A prioritized gene study conducted within a framework for the classification of identified genetic variants could yield etiological information even in the absence of family data.
We sequenced 4 previously identified genes: lamin A/C (LMNA), cardiac troponin T type 2 (TNNT2), titin-cap (TCAP), and phospholamban (PLN).
We discovered a nonsense mutation in the LMNA gene and a frameshift mutation in the TNNT2 gene, as well as other clinically significant variants that were not observed in publicly available databases or in Québec-based controls. PLN was sequenced to investigate a previously published promoter variant. However, our data confirm that this variant does not have a causal role in DCM.

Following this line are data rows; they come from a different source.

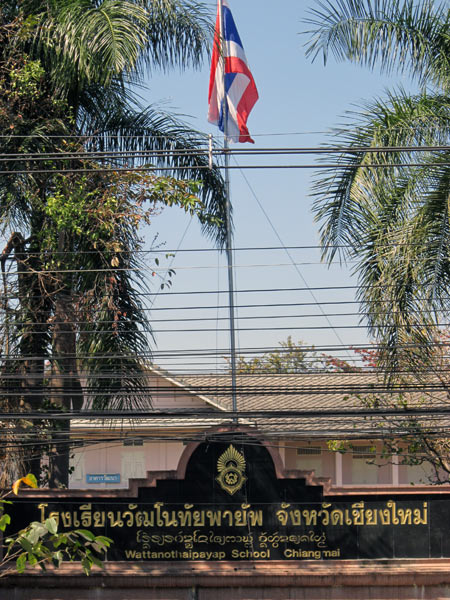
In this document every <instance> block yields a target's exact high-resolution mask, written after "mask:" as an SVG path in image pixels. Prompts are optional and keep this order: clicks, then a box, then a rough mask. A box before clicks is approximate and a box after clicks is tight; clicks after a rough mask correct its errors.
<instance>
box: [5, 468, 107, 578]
mask: <svg viewBox="0 0 450 600" xmlns="http://www.w3.org/2000/svg"><path fill="white" fill-rule="evenodd" d="M21 484H25V485H29V486H30V487H33V488H36V487H37V482H36V478H35V477H34V475H31V474H28V475H26V476H25V477H21V478H20V479H18V480H17V481H15V483H14V485H13V487H12V492H13V493H14V494H16V495H17V493H18V489H19V486H20V485H21ZM10 493H11V492H8V493H6V494H3V496H1V497H0V532H4V531H5V530H6V529H7V527H8V526H9V525H11V517H10V515H9V514H8V512H7V505H8V504H11V502H10V501H9V500H6V498H7V496H8V495H10ZM13 525H14V524H12V526H13ZM111 542H112V540H110V539H109V538H107V537H105V536H96V535H94V534H93V533H92V532H90V531H88V530H85V529H75V530H73V531H65V532H63V533H61V532H58V524H57V522H56V520H55V519H54V518H49V519H46V520H45V522H44V523H39V522H37V521H33V522H32V523H30V524H29V525H27V526H26V527H25V528H24V529H22V530H21V531H19V532H18V533H16V534H14V535H11V536H9V537H7V538H6V540H5V546H4V548H5V552H4V554H3V555H2V556H3V558H2V560H1V562H0V567H1V569H0V577H6V576H7V575H10V574H12V573H15V572H18V573H23V572H24V570H25V568H26V566H27V564H28V565H29V566H30V567H32V566H39V567H40V568H41V569H42V570H43V571H45V570H46V567H47V566H48V565H53V566H55V567H59V566H60V565H61V563H62V561H64V560H65V561H79V562H80V563H81V566H82V568H83V570H84V572H85V573H86V575H89V573H90V571H91V569H92V567H93V566H94V565H96V566H97V567H103V563H102V561H101V558H100V557H101V556H102V554H103V553H104V552H105V551H106V550H107V549H108V548H109V546H110V545H111ZM12 563H14V567H11V566H9V565H10V564H12Z"/></svg>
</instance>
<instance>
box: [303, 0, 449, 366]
mask: <svg viewBox="0 0 450 600" xmlns="http://www.w3.org/2000/svg"><path fill="white" fill-rule="evenodd" d="M310 25H312V30H311V31H310V32H309V41H308V43H307V53H308V54H309V55H310V56H312V57H313V58H314V57H316V56H318V55H319V54H322V55H323V57H324V60H325V61H326V60H327V58H328V53H329V52H332V53H333V54H334V55H335V56H336V57H337V58H338V59H339V60H350V61H353V62H355V63H357V64H363V65H366V66H368V67H369V68H372V69H375V68H381V70H384V71H387V72H393V71H397V72H399V73H402V74H403V73H409V74H410V75H411V77H412V78H415V79H416V80H418V82H419V85H420V88H421V91H420V92H419V93H417V94H408V93H406V92H405V91H404V90H402V89H399V90H396V91H391V92H389V93H388V94H387V96H386V97H385V98H382V99H377V100H374V101H371V102H368V103H367V104H366V105H364V106H363V107H362V108H361V110H360V111H358V112H355V111H353V112H351V113H349V114H348V115H347V119H346V122H345V124H344V126H343V127H341V128H339V129H336V130H334V131H333V139H332V141H331V144H332V146H333V147H341V148H342V154H341V155H340V156H339V157H338V158H337V160H336V155H334V159H333V162H338V163H340V164H341V165H342V166H338V167H337V168H336V169H333V170H324V171H321V173H320V175H318V176H317V179H316V185H315V189H314V195H315V197H316V203H315V211H316V216H317V219H318V220H319V221H320V222H321V223H322V225H321V236H322V247H323V254H324V257H325V258H326V259H327V260H329V261H332V260H333V259H334V258H336V257H337V256H338V255H339V257H340V258H341V259H343V260H348V261H351V262H352V264H353V265H354V270H355V272H356V273H357V274H358V277H359V280H358V281H359V289H358V299H359V300H360V301H361V304H362V312H363V313H364V314H366V315H367V320H368V326H369V332H370V334H371V335H372V336H373V337H374V338H375V339H376V340H377V342H379V343H380V344H381V345H382V346H383V351H382V352H381V353H380V356H379V366H380V367H382V368H384V369H385V370H386V371H387V372H388V373H390V374H391V376H394V374H395V372H396V371H399V370H401V367H402V365H403V366H404V365H405V364H408V365H409V368H410V369H412V368H419V367H420V366H423V363H424V361H425V360H428V361H432V352H431V350H432V342H433V339H434V338H435V337H436V334H437V331H438V328H439V323H440V322H441V320H442V319H441V315H442V314H446V312H447V310H448V295H449V294H448V292H449V290H450V260H449V256H450V228H449V212H448V189H449V182H450V171H449V166H448V164H449V152H448V146H449V141H450V96H449V90H450V67H449V61H448V56H449V48H450V46H449V36H448V31H449V27H450V10H449V8H448V6H446V4H445V3H438V2H433V1H432V0H419V1H417V2H416V1H413V0H403V1H401V0H395V1H391V0H370V1H369V0H364V1H361V2H360V1H356V0H338V2H329V1H325V2H321V3H319V4H318V8H316V9H314V10H313V11H312V17H311V20H310ZM392 148H397V149H398V151H395V152H392V151H391V149H392ZM383 149H386V151H383ZM418 149H420V150H421V151H420V152H417V151H416V150H418ZM375 150H376V151H375ZM324 160H325V161H329V157H326V158H325V159H324ZM372 165H373V166H372Z"/></svg>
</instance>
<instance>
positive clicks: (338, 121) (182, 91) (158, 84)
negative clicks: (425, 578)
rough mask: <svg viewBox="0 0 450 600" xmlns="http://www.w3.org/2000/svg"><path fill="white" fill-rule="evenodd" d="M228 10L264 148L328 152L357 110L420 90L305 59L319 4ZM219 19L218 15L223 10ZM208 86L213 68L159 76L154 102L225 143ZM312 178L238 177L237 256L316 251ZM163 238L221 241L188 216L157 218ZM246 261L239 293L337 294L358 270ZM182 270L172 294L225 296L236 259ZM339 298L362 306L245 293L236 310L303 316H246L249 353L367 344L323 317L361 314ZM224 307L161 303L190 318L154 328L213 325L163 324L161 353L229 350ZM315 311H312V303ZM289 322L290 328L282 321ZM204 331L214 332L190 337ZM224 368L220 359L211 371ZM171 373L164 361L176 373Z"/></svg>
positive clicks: (239, 343) (195, 245)
mask: <svg viewBox="0 0 450 600" xmlns="http://www.w3.org/2000/svg"><path fill="white" fill-rule="evenodd" d="M229 4H230V7H231V10H232V12H233V15H234V19H235V21H236V25H237V27H238V30H239V33H240V36H241V39H242V41H243V44H244V46H245V50H246V54H247V59H248V62H249V64H250V67H251V70H252V72H253V75H254V78H255V81H256V84H257V87H258V91H259V96H260V99H259V101H258V102H257V104H256V105H255V108H254V109H253V112H252V113H251V115H250V118H249V121H248V126H249V130H250V133H251V134H252V136H253V137H254V138H255V141H256V144H255V148H256V149H257V148H263V147H271V148H276V147H300V146H302V147H306V146H318V145H320V144H321V143H323V141H324V140H325V139H326V132H327V130H329V129H330V128H332V127H333V126H336V125H340V124H342V123H343V122H344V119H343V115H344V113H345V112H346V111H348V110H352V109H354V108H355V106H356V105H357V104H358V103H361V102H362V101H365V100H370V99H372V98H374V97H377V96H380V95H383V93H384V90H385V89H386V88H387V87H391V88H392V87H393V86H395V85H397V84H400V85H403V86H405V87H408V85H409V81H408V80H402V79H400V78H391V79H389V78H387V77H381V76H380V75H379V74H378V73H371V72H369V71H368V70H365V69H362V68H359V67H356V66H354V65H350V64H346V63H340V64H338V63H336V62H335V60H334V59H333V58H330V60H329V62H328V64H327V66H326V67H324V65H323V61H322V60H319V59H317V60H316V62H314V63H313V64H311V61H310V60H308V59H306V57H305V52H304V43H305V41H306V37H305V36H304V35H300V33H301V32H302V31H305V30H306V29H308V25H307V24H305V22H304V21H305V19H306V18H307V16H308V15H307V11H308V8H312V7H313V6H314V5H315V2H314V0H305V1H303V0H302V1H299V0H281V1H279V2H261V0H259V1H258V0H229ZM211 10H212V12H214V11H215V7H214V6H213V5H211ZM208 80H209V64H208V61H206V62H205V65H204V68H203V69H202V70H201V71H198V72H192V71H187V72H185V73H170V74H157V73H155V74H154V75H153V76H152V77H151V79H149V82H148V86H149V91H148V93H147V94H146V98H147V99H148V100H149V101H152V102H155V101H157V102H159V103H160V105H161V107H163V108H164V109H167V110H168V109H170V110H172V111H173V112H175V113H178V114H180V115H184V120H185V121H186V122H188V123H190V124H191V125H192V127H194V128H196V129H199V130H201V131H204V132H205V133H212V134H213V135H218V131H217V130H216V129H215V128H214V127H212V126H210V125H209V124H208V123H207V121H206V113H207V90H208ZM234 147H235V148H239V147H249V145H248V144H245V145H234ZM245 160H247V161H248V163H249V164H269V163H271V164H286V163H287V162H288V160H290V161H291V162H293V163H297V164H298V163H299V162H300V160H302V161H304V162H312V160H311V157H308V158H304V159H300V158H299V157H295V158H293V159H286V158H285V157H284V158H281V159H273V158H267V157H255V158H252V159H250V158H247V159H241V158H238V164H240V165H242V164H245ZM276 161H278V163H276ZM244 175H245V178H244ZM313 176H314V171H313V170H296V169H292V170H285V169H266V170H264V169H258V170H244V171H243V174H242V173H241V172H240V171H239V170H233V171H232V183H231V188H232V204H233V209H234V221H235V237H234V245H235V247H236V248H242V247H273V246H280V241H279V238H281V239H282V242H283V244H284V245H286V246H317V245H318V243H319V234H318V229H319V226H318V224H317V223H315V222H314V220H313V215H312V212H311V205H312V199H311V196H310V192H311V184H312V180H313ZM261 207H262V209H261ZM264 213H265V214H264ZM156 233H158V239H159V241H161V242H165V244H166V245H165V247H166V248H167V249H176V248H180V250H186V249H193V248H202V249H208V248H210V249H212V245H211V243H210V242H209V241H208V240H206V239H205V238H203V237H201V234H200V232H199V228H198V226H197V224H196V223H194V222H192V223H189V219H188V218H187V217H186V216H185V215H183V214H181V213H179V212H177V211H176V210H174V209H170V210H166V211H165V213H164V214H162V215H161V216H159V217H157V218H155V220H154V223H153V226H152V227H151V229H150V230H149V231H148V232H147V234H148V239H149V240H151V239H153V235H154V234H156ZM183 236H184V237H183ZM292 260H293V261H294V262H296V263H297V266H296V267H294V266H293V265H292V264H291V261H292ZM235 263H236V265H237V268H236V272H235V278H236V289H238V290H239V289H241V290H242V289H260V290H267V289H285V288H305V287H311V288H328V287H330V286H342V285H354V283H355V280H354V279H353V280H351V279H350V277H349V270H348V268H345V267H340V266H339V265H336V266H333V267H331V268H328V267H327V266H326V265H324V264H320V251H319V250H318V249H303V250H295V251H294V250H293V251H291V255H290V256H288V255H287V254H286V253H285V252H284V251H279V250H268V251H258V252H236V254H235ZM173 267H174V268H175V270H176V276H175V278H174V284H173V287H172V290H173V291H174V292H184V291H201V290H203V291H208V292H212V291H214V290H217V289H226V285H227V282H226V269H225V258H224V257H219V258H218V257H217V254H216V253H214V252H203V253H199V252H197V253H194V252H192V253H186V252H182V251H180V252H179V253H177V256H176V257H175V259H174V262H173ZM335 300H337V301H349V302H351V301H354V291H353V290H344V291H338V290H330V289H324V290H320V289H315V290H313V291H311V292H310V291H295V292H270V291H267V292H253V293H239V294H238V295H237V298H236V302H237V304H278V303H284V304H302V305H303V306H292V307H271V308H263V307H261V308H255V307H252V308H247V309H243V308H242V309H239V310H238V311H237V312H238V326H239V332H238V345H239V346H240V347H241V348H243V349H244V348H247V347H255V348H265V347H270V346H276V345H277V343H278V342H279V341H280V340H283V339H286V337H287V335H289V334H290V335H292V337H293V338H294V340H302V341H303V342H304V343H305V344H311V345H312V344H314V345H316V346H330V347H331V346H335V345H340V344H349V345H351V344H358V343H365V342H366V341H367V337H366V332H365V330H364V329H359V328H358V327H357V325H358V323H359V318H358V317H357V316H346V317H337V316H328V317H326V318H325V317H324V316H323V314H324V313H327V314H333V315H334V314H336V313H339V312H343V313H344V312H348V313H354V312H356V311H357V305H356V304H348V305H336V306H333V305H329V304H324V303H326V302H330V301H335ZM316 301H317V304H316V305H314V303H315V302H316ZM225 302H226V296H225V295H223V296H220V298H219V297H218V296H217V295H215V294H212V293H209V294H204V295H191V296H189V297H187V296H186V297H185V296H183V295H173V296H167V295H161V296H159V297H158V298H157V299H156V301H155V304H154V306H155V307H156V308H167V307H174V308H175V307H177V306H178V307H179V312H175V311H174V312H172V311H167V312H166V311H155V312H154V313H153V318H154V319H159V318H162V315H163V314H164V318H168V317H169V315H170V316H171V317H174V318H187V317H189V318H193V317H201V316H203V317H207V318H210V319H211V321H204V323H203V324H199V323H198V322H190V321H189V322H182V323H175V322H173V323H155V325H154V327H155V330H156V333H155V336H156V342H157V348H158V350H172V349H193V348H218V349H221V348H226V347H227V346H228V335H227V333H226V332H220V331H219V332H218V331H217V329H222V328H224V329H226V327H227V322H226V321H220V320H217V318H226V317H227V312H226V311H225V310H216V309H214V306H215V305H217V304H218V303H219V304H221V305H222V304H224V303H225ZM309 303H312V304H313V305H311V306H309V305H305V304H309ZM196 304H197V305H201V306H206V305H207V306H210V307H211V308H209V309H204V310H202V311H193V310H189V311H187V310H185V308H184V307H186V306H187V305H192V306H194V305H196ZM256 316H261V319H249V320H247V319H245V317H256ZM269 316H270V317H271V318H269ZM282 316H284V318H280V317H282ZM332 326H333V327H332ZM347 326H348V327H347ZM198 327H202V328H208V329H211V330H212V331H209V332H204V333H199V332H195V331H186V330H187V329H191V330H193V329H196V328H198ZM170 328H171V329H183V330H184V332H183V333H181V332H179V333H164V332H163V331H162V329H170ZM262 328H267V329H262ZM270 328H279V329H276V330H270ZM258 329H259V331H258ZM336 352H337V351H336ZM339 354H342V353H339ZM176 364H177V361H174V362H173V366H174V367H175V366H176ZM222 364H223V360H222V359H221V358H220V359H218V360H217V361H216V363H215V365H212V366H211V368H214V367H215V366H221V365H222ZM169 365H170V363H165V366H167V367H169Z"/></svg>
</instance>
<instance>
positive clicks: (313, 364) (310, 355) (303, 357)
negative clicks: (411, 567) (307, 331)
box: [236, 336, 320, 374]
mask: <svg viewBox="0 0 450 600" xmlns="http://www.w3.org/2000/svg"><path fill="white" fill-rule="evenodd" d="M279 346H280V349H279V350H275V351H274V352H266V353H265V354H262V355H261V356H255V357H253V358H245V357H244V356H238V357H237V361H236V373H238V374H245V373H248V374H253V373H305V372H307V371H313V370H316V369H317V368H319V366H320V359H319V357H318V356H317V354H316V353H315V352H314V349H313V348H309V349H307V348H305V346H304V345H303V343H302V342H301V341H299V342H297V343H295V342H294V341H293V340H292V337H291V336H288V337H287V339H286V341H282V342H279Z"/></svg>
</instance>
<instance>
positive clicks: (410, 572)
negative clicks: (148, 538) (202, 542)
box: [0, 559, 450, 589]
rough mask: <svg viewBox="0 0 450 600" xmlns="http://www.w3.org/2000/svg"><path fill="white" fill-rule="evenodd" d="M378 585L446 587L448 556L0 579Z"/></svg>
mask: <svg viewBox="0 0 450 600" xmlns="http://www.w3.org/2000/svg"><path fill="white" fill-rule="evenodd" d="M192 585H196V586H199V587H204V588H211V587H217V586H226V587H252V588H254V587H258V586H264V587H283V588H284V587H302V588H304V587H336V586H345V587H350V588H351V587H365V586H369V587H376V588H381V587H383V588H385V587H388V586H395V587H406V586H409V587H410V586H427V587H428V586H442V585H450V559H432V560H427V559H421V560H403V559H399V560H367V561H362V560H342V561H333V562H327V563H319V562H315V561H302V562H301V563H296V562H290V563H287V562H286V561H270V562H264V561H261V562H253V563H248V562H246V563H243V562H222V563H219V562H211V563H205V562H203V563H200V562H183V563H164V562H160V563H157V562H154V563H151V564H149V563H129V562H116V563H109V564H107V565H106V566H105V569H104V570H103V571H100V570H98V569H95V570H94V571H93V572H92V574H91V575H90V577H86V576H85V575H84V574H83V573H82V570H81V568H80V567H79V566H78V565H76V564H71V563H65V564H63V565H62V566H61V568H60V569H58V570H56V569H49V570H48V571H47V572H45V573H44V572H40V571H37V570H35V569H29V570H27V571H26V573H25V574H24V575H16V574H12V575H9V576H7V577H4V578H0V588H11V587H16V586H20V587H21V588H33V587H38V588H43V587H48V588H53V589H55V588H67V587H68V586H70V588H75V587H76V588H92V587H101V588H122V589H124V588H135V589H142V588H155V587H158V588H183V587H186V586H188V587H189V586H192Z"/></svg>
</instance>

Despite high locus and allele heterogeneity, we demonstrate that a prioritized gene study, combined with next-generation exome-sequencing data, can be fruitful for the identification of DCM mutations.
扩张型心肌病(DCM)的特征是左心室扩大和收缩功能障碍,分为有明确诱发条件的病例(如甲状腺功能减退、化疗药物、酒精中毒、缺血)和原因不明的病例(特发性 DCM)。许多 DCM 病例(20%-35%)为家族性的,提示病因与遗传有关。已经确定了 30 多个基因,其中许多涉及家族间不共享的“私有”突变。有证据表明,非家族性病例也有遗传易感性,同样涉及许多基因。本研究的目的是在包括家族性和非家族性 DCM 病例的魁北克研究样本中鉴定与 DCM 相关的基因突变。
在已鉴定遗传变异分类框架内进行的优先基因研究,即使在没有家族数据的情况下,也可能提供病因信息。
我们对 4 个先前确定的基因进行了测序:核纤层蛋白 A/C(LMNA)、肌钙蛋白 T 型 2(TNNT2)、肌联蛋白-肌球蛋白结合蛋白(TCAP)和磷酸化肌球蛋白结合蛋白(PLN)。
我们发现了 LMNA 基因的无意义突变和 TNNT2 基因的移码突变,以及其他在公共数据库或魁北克对照中未观察到的临床意义重大的变异。PLN 被测序以研究先前发表的启动子变异。然而,我们的数据证实该变异与 DCM 没有因果关系。
尽管存在高基因座和等位基因异质性,但我们证明,优先基因研究结合下一代外显子组测序数据,对于鉴定 DCM 突变是有成效的。